Enlisting a Natural Enzyme in the Fight Against Cancer
Radiation and chemotherapy can be effective tools to combat the growth of cancerous cells, but unfortunately the side effects from these treatments make some people sick. Recent research conducted by a UK toxicologist, however, suggests that by incorporating a natural body enzyme into existing treatments, the result might be much less toxic for patients.
Daret St. Clair, a professor in the UK Chandler Medical Center, is studying the antioxidant enzyme manganese superoxide dismutase (MnSOD) that may suppress the growth and even eventually help eradicate the existence of cancer in humans.
"We're still far away from a non-toxic drug that can stop cancer, but the good news is that this enzyme we've been working with is a natural body enzyme," St. Clair says. "It is non-toxic, which makes it much better than any drug or chemical prevention ever known."
In 1998 St. Clair received a three-year grant for approximately $600,000 from the National Cancer Institute to study the effectiveness of this enzyme in suppressing cancerous tumors. Her previous research has shown that this enzyme, which is located in the mitochondria (the energy producers) of the cell, slows the growth of cancer. Antioxidants like MnSOD are believed to offer protection against free-radicals, molecules with unpaired electrons that move through the human body and destroy proteins, carbohydrates, lipids, and nucleic acids.
Primarily because of its antioxidant value, MnSOD has been studied since its discovery in 1979, but St. Clair's research is distinctive in that she is researching the enzyme's potential to regulate cancer cells. "Our lab is one of the two leading groups in the country with this particular focus on cancer research," says St.
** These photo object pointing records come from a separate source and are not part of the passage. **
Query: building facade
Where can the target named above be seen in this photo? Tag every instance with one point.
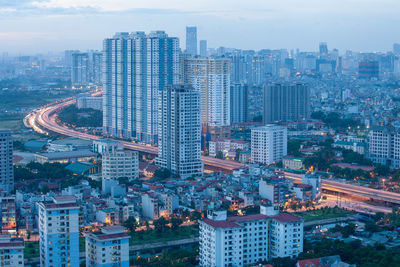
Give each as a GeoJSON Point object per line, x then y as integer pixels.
{"type": "Point", "coordinates": [120, 163]}
{"type": "Point", "coordinates": [211, 77]}
{"type": "Point", "coordinates": [136, 68]}
{"type": "Point", "coordinates": [6, 161]}
{"type": "Point", "coordinates": [59, 232]}
{"type": "Point", "coordinates": [191, 40]}
{"type": "Point", "coordinates": [203, 48]}
{"type": "Point", "coordinates": [286, 102]}
{"type": "Point", "coordinates": [12, 251]}
{"type": "Point", "coordinates": [107, 247]}
{"type": "Point", "coordinates": [179, 148]}
{"type": "Point", "coordinates": [268, 144]}
{"type": "Point", "coordinates": [384, 145]}
{"type": "Point", "coordinates": [80, 69]}
{"type": "Point", "coordinates": [239, 103]}
{"type": "Point", "coordinates": [246, 240]}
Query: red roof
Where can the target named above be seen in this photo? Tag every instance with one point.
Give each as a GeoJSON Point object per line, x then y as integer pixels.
{"type": "Point", "coordinates": [286, 217]}
{"type": "Point", "coordinates": [309, 263]}
{"type": "Point", "coordinates": [250, 217]}
{"type": "Point", "coordinates": [220, 224]}
{"type": "Point", "coordinates": [61, 205]}
{"type": "Point", "coordinates": [110, 236]}
{"type": "Point", "coordinates": [354, 167]}
{"type": "Point", "coordinates": [12, 244]}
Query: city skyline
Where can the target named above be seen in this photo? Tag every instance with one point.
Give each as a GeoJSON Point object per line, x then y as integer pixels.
{"type": "Point", "coordinates": [42, 26]}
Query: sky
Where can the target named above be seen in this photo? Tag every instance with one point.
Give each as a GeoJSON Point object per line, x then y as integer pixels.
{"type": "Point", "coordinates": [41, 26]}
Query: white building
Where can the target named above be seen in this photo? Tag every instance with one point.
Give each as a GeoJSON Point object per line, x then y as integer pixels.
{"type": "Point", "coordinates": [245, 240]}
{"type": "Point", "coordinates": [211, 77]}
{"type": "Point", "coordinates": [239, 103]}
{"type": "Point", "coordinates": [102, 146]}
{"type": "Point", "coordinates": [179, 147]}
{"type": "Point", "coordinates": [59, 232]}
{"type": "Point", "coordinates": [120, 163]}
{"type": "Point", "coordinates": [137, 66]}
{"type": "Point", "coordinates": [12, 251]}
{"type": "Point", "coordinates": [384, 145]}
{"type": "Point", "coordinates": [80, 69]}
{"type": "Point", "coordinates": [85, 100]}
{"type": "Point", "coordinates": [227, 145]}
{"type": "Point", "coordinates": [6, 161]}
{"type": "Point", "coordinates": [268, 144]}
{"type": "Point", "coordinates": [107, 247]}
{"type": "Point", "coordinates": [150, 206]}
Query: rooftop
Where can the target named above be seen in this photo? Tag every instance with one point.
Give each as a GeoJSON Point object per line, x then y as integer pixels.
{"type": "Point", "coordinates": [68, 154]}
{"type": "Point", "coordinates": [286, 217]}
{"type": "Point", "coordinates": [220, 224]}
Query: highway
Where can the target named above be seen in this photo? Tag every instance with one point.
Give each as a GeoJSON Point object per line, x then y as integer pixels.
{"type": "Point", "coordinates": [46, 118]}
{"type": "Point", "coordinates": [355, 190]}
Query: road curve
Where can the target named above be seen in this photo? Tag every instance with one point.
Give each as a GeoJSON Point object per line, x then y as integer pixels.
{"type": "Point", "coordinates": [46, 118]}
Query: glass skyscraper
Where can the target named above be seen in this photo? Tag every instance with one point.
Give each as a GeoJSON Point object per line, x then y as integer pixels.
{"type": "Point", "coordinates": [136, 68]}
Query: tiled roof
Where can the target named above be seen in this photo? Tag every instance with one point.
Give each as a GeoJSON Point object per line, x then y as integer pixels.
{"type": "Point", "coordinates": [250, 217]}
{"type": "Point", "coordinates": [58, 206]}
{"type": "Point", "coordinates": [220, 224]}
{"type": "Point", "coordinates": [309, 263]}
{"type": "Point", "coordinates": [286, 217]}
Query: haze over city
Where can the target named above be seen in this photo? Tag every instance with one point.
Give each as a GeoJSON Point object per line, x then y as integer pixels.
{"type": "Point", "coordinates": [52, 25]}
{"type": "Point", "coordinates": [199, 133]}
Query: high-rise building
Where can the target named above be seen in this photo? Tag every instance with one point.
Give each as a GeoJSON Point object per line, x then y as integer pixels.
{"type": "Point", "coordinates": [368, 69]}
{"type": "Point", "coordinates": [179, 147]}
{"type": "Point", "coordinates": [286, 102]}
{"type": "Point", "coordinates": [80, 69]}
{"type": "Point", "coordinates": [203, 48]}
{"type": "Point", "coordinates": [59, 232]}
{"type": "Point", "coordinates": [6, 161]}
{"type": "Point", "coordinates": [68, 58]}
{"type": "Point", "coordinates": [136, 68]}
{"type": "Point", "coordinates": [268, 144]}
{"type": "Point", "coordinates": [107, 247]}
{"type": "Point", "coordinates": [246, 240]}
{"type": "Point", "coordinates": [96, 67]}
{"type": "Point", "coordinates": [191, 40]}
{"type": "Point", "coordinates": [323, 49]}
{"type": "Point", "coordinates": [384, 145]}
{"type": "Point", "coordinates": [239, 103]}
{"type": "Point", "coordinates": [396, 49]}
{"type": "Point", "coordinates": [12, 251]}
{"type": "Point", "coordinates": [8, 214]}
{"type": "Point", "coordinates": [211, 77]}
{"type": "Point", "coordinates": [120, 163]}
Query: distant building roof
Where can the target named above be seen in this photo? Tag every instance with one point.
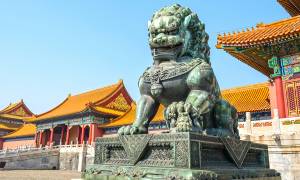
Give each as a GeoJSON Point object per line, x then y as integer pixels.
{"type": "Point", "coordinates": [112, 99]}
{"type": "Point", "coordinates": [291, 6]}
{"type": "Point", "coordinates": [250, 98]}
{"type": "Point", "coordinates": [251, 46]}
{"type": "Point", "coordinates": [16, 112]}
{"type": "Point", "coordinates": [23, 131]}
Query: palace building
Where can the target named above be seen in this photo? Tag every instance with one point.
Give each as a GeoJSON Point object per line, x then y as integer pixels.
{"type": "Point", "coordinates": [101, 112]}
{"type": "Point", "coordinates": [77, 118]}
{"type": "Point", "coordinates": [12, 118]}
{"type": "Point", "coordinates": [272, 49]}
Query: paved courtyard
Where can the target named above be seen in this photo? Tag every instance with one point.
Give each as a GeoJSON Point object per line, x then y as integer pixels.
{"type": "Point", "coordinates": [39, 175]}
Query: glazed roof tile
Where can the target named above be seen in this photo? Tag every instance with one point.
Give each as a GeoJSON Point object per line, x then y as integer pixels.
{"type": "Point", "coordinates": [79, 103]}
{"type": "Point", "coordinates": [251, 98]}
{"type": "Point", "coordinates": [9, 126]}
{"type": "Point", "coordinates": [291, 6]}
{"type": "Point", "coordinates": [263, 34]}
{"type": "Point", "coordinates": [24, 130]}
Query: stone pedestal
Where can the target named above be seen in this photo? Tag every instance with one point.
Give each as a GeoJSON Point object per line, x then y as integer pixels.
{"type": "Point", "coordinates": [178, 156]}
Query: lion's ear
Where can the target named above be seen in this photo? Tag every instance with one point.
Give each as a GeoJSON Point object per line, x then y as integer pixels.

Clair, whose investigative team consists of nearly a dozen junior faculty, postdocs, graduate students and research associates.
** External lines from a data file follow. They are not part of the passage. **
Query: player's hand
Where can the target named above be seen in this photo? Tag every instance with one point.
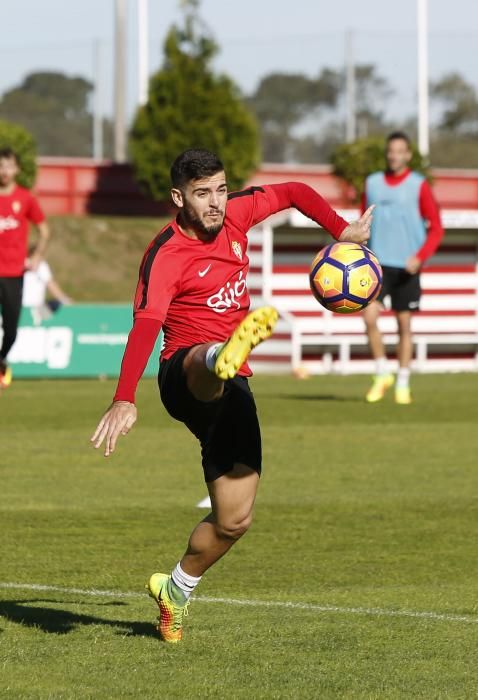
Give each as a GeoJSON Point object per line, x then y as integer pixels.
{"type": "Point", "coordinates": [33, 261]}
{"type": "Point", "coordinates": [358, 231]}
{"type": "Point", "coordinates": [118, 420]}
{"type": "Point", "coordinates": [413, 265]}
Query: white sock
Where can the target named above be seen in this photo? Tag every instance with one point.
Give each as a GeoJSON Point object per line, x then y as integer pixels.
{"type": "Point", "coordinates": [184, 581]}
{"type": "Point", "coordinates": [381, 366]}
{"type": "Point", "coordinates": [403, 377]}
{"type": "Point", "coordinates": [211, 354]}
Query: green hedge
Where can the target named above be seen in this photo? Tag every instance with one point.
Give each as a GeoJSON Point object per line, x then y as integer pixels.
{"type": "Point", "coordinates": [22, 142]}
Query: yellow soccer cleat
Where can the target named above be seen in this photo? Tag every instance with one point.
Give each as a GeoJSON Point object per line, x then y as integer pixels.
{"type": "Point", "coordinates": [5, 376]}
{"type": "Point", "coordinates": [170, 618]}
{"type": "Point", "coordinates": [403, 395]}
{"type": "Point", "coordinates": [381, 382]}
{"type": "Point", "coordinates": [256, 327]}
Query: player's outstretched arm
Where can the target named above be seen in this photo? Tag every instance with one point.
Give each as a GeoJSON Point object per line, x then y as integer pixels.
{"type": "Point", "coordinates": [118, 420]}
{"type": "Point", "coordinates": [358, 231]}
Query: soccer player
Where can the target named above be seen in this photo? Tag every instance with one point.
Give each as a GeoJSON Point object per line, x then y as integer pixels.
{"type": "Point", "coordinates": [18, 207]}
{"type": "Point", "coordinates": [192, 282]}
{"type": "Point", "coordinates": [406, 231]}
She discovered the value of MnSOD while researching its protective role against an anticancer drug called adriamycin (ADR). Adriamycin causes severe cardiac toxicity in lab animals, especially in the mitochondria of their cells. During the study, St. Clair inserted genes that code for MnSOD into cancer cells found in mice. Unexpectedly, the metastasis of the tumors was blocked.
"We then had critical evidence that showed mitochondria might be important in regulating cancer," St. Clair says. With Kelly Kiningham, a research assistant professor, St. Clair began examining the ability of MnSOD to regulate cancer proteins. While studying an aggressive form of cancer called fibrosarcoma in mice, Kiningham inserted a gene that encodes the MnSOD enzyme. The enzyme regulated the activity of protein produced by a family of genes called the jun and BCL genes, which St. Clair says her team thinks is responsible for cancerous fibrosarcoma growth and death respectively.
Based on these studies, St. Clair, Kiningham, research associate Judy Hines, and postdoctoral fellow Yunfeng Zhao are studying the mechanisms by which MnSOD suppresses cancer development and at what point in the genetic process cancer can be stopped from spreading. "What we're trying to find out is at what point the normal cell first becomes cancerous, and what role MnSOD might play at this stage," says St. Clair.
While St. Clair is "cautiously optimistic" about the direction of this research, she says that much more research will need to be done in the years ahead.